© Emmanuel Berthier

Sur la route des phares

Sur la destination Brest terres océanes

Sur la route des phares

Les côtes bretonnes présentent la plus grande concentration de phares au monde, avec un record dans le Finistère. Muni du carnet touristique et de l’application avec réalité augmentée « Sur la route des phares » mis au point par la destination Brest terres océanes, partez à la découverte de ces sentinelles des mers. De l’île Vierge au phare du Stiff, en passant par la Pointe Saint-Mathieu ou encore le phare de Trézien, 4 phares et un musée dédié se visitent. Grimpez à leur sommet et profitez de panoramas à perte de vue !

Phare de la Pointe Saint-Mathieu - Plougonvelin Phare de la Pointe Saint-Mathieu - Plougonvelin Phare de la Pointe Saint-Mathieu - Plougonvelin

Phare de l’île Vierge

Un géant de granit

365 marches, pas une de moins ! A Plouguerneau, une belle grimpette mène, par un escalier en spirale entre des murs couverts d’opaline bleu-azur, au sommet du phare de l’île Vierge. Le plus haut d’Europe et aussi du monde. L’effort en vaut la lanterne à éclat blanc de ce géant en granit de Kersanton : à 82,5 m, la vue est grandiose sur le pays des Abers. Le plus : L’accès en bateau donne l’impression d’en relever la garde… même si ce phare est aujourd’hui automatisé.

Ouvert d’avril à octobre


Phare de Saint-Mathieu

Sentinelle du bout du monde

Cap à l’ouest, toute ! Un décor anachronique vous attend sur la pointe de Saint-Mathieu, à Plougonvelin. Ici, le phare de Saint-Mathieu émerge des ruines d’une ancienne abbaye. En haut des 163 marches, un guide conte l’histoire et le rôle de cet élégant édifice, bâti en 1835. Sa lanterne indique aux marins le chemin du goulet de Brest. Pas une mince affaire les jours de tempête. Par temps calme, le panorama, de la Pointe du raz à l’île d’Ouessant, est tout aussi spectaculaire !


Phare de Trézien

Gardien du Four

Un détail fait sa différence : c’est de l’intérieur des terres, à Plouarzel, que le Phare de Trézien guide les bateaux à travers le chenal du Four. L’édifice, en granit de l’Aber-Ildut et de Lampaul-Plouarzel, se dresse à 500 m du rivage.

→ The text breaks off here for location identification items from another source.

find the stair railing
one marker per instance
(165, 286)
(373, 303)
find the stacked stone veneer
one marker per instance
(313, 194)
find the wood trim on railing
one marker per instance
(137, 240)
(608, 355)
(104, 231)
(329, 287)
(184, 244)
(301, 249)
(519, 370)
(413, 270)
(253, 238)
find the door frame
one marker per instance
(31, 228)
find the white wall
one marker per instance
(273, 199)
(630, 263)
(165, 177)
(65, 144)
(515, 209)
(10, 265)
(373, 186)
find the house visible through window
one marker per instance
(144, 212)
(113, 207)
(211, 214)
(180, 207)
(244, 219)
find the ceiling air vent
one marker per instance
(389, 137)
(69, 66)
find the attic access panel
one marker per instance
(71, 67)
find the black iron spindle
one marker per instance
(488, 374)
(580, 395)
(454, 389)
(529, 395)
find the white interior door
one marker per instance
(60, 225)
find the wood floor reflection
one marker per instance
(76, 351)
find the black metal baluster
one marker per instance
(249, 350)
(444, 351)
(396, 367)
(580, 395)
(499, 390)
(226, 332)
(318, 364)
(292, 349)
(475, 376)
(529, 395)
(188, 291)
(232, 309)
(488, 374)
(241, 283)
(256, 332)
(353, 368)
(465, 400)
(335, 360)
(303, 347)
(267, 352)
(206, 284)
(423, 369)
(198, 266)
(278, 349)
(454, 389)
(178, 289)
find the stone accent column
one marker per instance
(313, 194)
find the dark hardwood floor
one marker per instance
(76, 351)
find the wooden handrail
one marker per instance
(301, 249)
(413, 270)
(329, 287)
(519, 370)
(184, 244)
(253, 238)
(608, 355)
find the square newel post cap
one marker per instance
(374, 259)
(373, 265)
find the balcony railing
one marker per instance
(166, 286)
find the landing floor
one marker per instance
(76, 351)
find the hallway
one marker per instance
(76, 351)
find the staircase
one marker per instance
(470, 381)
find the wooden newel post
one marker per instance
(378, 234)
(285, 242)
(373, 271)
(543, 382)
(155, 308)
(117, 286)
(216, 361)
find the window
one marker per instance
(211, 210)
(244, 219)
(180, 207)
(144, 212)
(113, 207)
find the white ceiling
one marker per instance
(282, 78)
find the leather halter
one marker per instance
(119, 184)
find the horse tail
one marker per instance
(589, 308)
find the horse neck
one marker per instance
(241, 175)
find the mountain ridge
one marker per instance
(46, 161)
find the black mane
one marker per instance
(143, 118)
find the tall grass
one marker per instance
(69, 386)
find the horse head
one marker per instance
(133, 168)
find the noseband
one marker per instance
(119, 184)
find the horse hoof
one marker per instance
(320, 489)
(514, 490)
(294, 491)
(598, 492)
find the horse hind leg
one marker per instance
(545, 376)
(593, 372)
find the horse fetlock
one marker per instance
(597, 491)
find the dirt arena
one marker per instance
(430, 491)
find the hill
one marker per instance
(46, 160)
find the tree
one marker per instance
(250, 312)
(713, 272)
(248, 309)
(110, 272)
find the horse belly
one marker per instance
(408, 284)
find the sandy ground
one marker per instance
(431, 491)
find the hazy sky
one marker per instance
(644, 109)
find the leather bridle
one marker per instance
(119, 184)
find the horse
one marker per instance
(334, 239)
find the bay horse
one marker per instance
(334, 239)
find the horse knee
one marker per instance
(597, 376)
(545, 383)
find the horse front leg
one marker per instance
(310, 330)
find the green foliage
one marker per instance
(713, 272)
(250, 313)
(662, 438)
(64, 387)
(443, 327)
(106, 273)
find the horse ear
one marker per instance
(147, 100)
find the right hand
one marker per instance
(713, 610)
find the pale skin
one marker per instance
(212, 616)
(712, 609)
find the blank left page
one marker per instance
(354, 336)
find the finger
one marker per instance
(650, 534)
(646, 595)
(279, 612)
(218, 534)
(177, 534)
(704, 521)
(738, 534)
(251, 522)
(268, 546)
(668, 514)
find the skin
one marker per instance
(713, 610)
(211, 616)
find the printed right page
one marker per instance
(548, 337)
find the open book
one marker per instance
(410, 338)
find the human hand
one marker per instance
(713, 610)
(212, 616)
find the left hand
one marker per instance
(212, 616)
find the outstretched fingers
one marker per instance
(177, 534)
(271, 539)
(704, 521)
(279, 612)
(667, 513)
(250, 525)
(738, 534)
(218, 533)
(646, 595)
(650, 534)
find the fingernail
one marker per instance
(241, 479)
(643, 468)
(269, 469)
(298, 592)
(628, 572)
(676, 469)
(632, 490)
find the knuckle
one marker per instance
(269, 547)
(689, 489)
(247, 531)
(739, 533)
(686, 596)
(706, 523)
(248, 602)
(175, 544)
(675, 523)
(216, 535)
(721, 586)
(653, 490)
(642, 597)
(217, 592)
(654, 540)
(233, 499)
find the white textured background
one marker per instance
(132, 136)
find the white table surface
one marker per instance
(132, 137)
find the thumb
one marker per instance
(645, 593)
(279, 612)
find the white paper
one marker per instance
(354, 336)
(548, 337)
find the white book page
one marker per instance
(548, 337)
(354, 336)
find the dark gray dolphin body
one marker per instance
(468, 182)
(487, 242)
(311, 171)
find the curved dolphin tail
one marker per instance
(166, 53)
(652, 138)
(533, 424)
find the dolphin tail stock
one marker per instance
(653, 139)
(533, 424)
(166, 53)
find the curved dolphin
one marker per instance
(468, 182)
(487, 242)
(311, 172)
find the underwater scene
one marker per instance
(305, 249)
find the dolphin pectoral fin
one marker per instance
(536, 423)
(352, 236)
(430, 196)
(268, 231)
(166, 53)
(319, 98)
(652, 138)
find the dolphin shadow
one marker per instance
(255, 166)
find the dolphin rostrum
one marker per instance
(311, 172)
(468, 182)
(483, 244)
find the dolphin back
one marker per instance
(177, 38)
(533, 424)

Non loin de la pointe du Corsen, au pied de laquelle se mêlent les eaux de la Manche et de l’Atlantique. 182 marches mènent, à 37,2 m de haut, jusqu’à son chemin de ronde en encorbellement. Au loin, l’archipel de Molène et Ouessant dévoilent leurs contours.


Phare du Stiff

Le doyen

Son dessin est signé Vauban. Deux tours, l’une portant sa lanterne, l’autre les escaliers, forment le phare du Stiff, sur l’île d’Ouessant. En fonction depuis 1700, c’est le plus ancien phare breton encore en activité. Perché sur sa falaise, dominant les flots à 90 m, le Stiff s’est récemment offert une cure de jouvence et « pète le feu » sur la mer d’Iroise. Son histoire est retracée dans un passionnant parcours muséographique. Ne ratez pas non plus, dans les maisons de gardiens, les expositions du Conservatoire de l’abeille noire bretonne. Une autre sentinelle d’Ouessant !


Phares et balises

Un musée éclairant

Complexe, la signalisation maritime ? Rien de tel que la visite du musée des Phares et balises d’Ouessant pour vous éclairer. Il abrite l’optique géante du phare du Créac’h, au pied duquel il est installé, entre autres lanternes à charbon, lentilles de Fresnel, lampes à arc électriques… 800 objets remontent ainsi trois siècles d’évolutions techniques. Maquettes, photos, vidéos plongent, elles, dans les travaux de construction de certaines sentinelles mythiques, la vie de leurs gardiens. Des témoignages qui forcent le respect.